Uzitech

**Name of the Vulnerable Software and Affected Versions** Marked versions prior to 4.0.10 **Description** The issue is related to a denial of service caused by the regular expression `inline.reflinkSearch` potentially leading to catastrophic backtracking against some strings. This can affect anyone who runs untrusted markdown through a vulnerable version of Marked and does not use a worker with a time limit. **Recommendations** For versions prior to 4.0.10, upgrade to version 4.0.10 to resolve the issue. As a temporary workaround, avoid running untrusted markdown through Marked or run Marked on a worker thread and set a reasonable time limit to prevent draining resources.

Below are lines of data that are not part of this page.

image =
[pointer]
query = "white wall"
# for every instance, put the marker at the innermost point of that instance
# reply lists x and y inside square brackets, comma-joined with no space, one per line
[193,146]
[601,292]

**Name of the Vulnerable Software and Affected Versions** Marked versions prior to 4.0.10 **Description** The issue is related to the regular expression `block.def` which may cause catastrophic backtracking against some strings, leading to a regular expression denial of service (ReDoS). This can affect anyone who runs untrusted markdown through a vulnerable version of marked and does not use a worker with a time limit. **Recommendations** For versions prior to 4.0.10, upgrade to version 4.0.10 to resolve the issue. As a temporary workaround, avoid running untrusted markdown through marked or run marked on a worker thread and set a reasonable time limit to prevent draining resources.